Edgar Bronfman, Prominent Jewish Philanthropist, Dies
Edgar Bronfman ran Seagram, received Presidential Medal of Freedom
Dec. 21, 2013 -- Edgar Bronfman, a prominent Jewish philanthropist and recipient of the Presidential Medal of Freedom, died Saturday at his home in New York, according to a family spokesman. He was 84.
Bronfman, the son of Canadian liquor magnate Sam Bronfman, chaired the Seagram alcohol company and led a foundation that aimed to promote Jewish learning and community across the world.
He served as the president of the World Jewish Congress, an umbrella organization representing Jewish communities and organizations worldwide, worked to secure freedom for Jews in the former Soviet Union and uncovered the Nazi past of Kurt Waldheim, the former United Nations secretary-general and Austrian president.
Among the initiatives Bronfman supported were the Jewish college organization Hillel, a major scholarship program for young Jews from Israel and North America called the Bronfman Youth Fellowships, and the educational website MyJewishLearning.com.

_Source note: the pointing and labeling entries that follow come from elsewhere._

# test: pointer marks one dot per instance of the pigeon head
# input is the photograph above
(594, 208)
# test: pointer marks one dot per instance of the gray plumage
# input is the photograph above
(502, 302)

As president of the World Jewish Congress, a position he assumed in 1981, Bronfman advocated for additional religious freedoms for Soviet Jews and the release of Jewish prisoners of conscience in the former Soviet Union, according to family spokesman Jonathan Cohen.
Bronfman took the helm of Seagram, which his father led before him, in 1971. He stepped down as chairman and CEO in 1994, and eventually focused his energies on a foundation named after his father and aimed at Jewish education.
"Bronfman described his work at the foundation as 'finding new ways to teach young Jewish people the stories and ethics our ancestors have handed down, and to nurture in them a pride in our common history,'" Cohen said in a statement.
President Bill Clinton awarded Bronfman the Presidential Medal of Freedom in 1999.
He died peacefully, according to a spokesman, who did not provide a cause of death.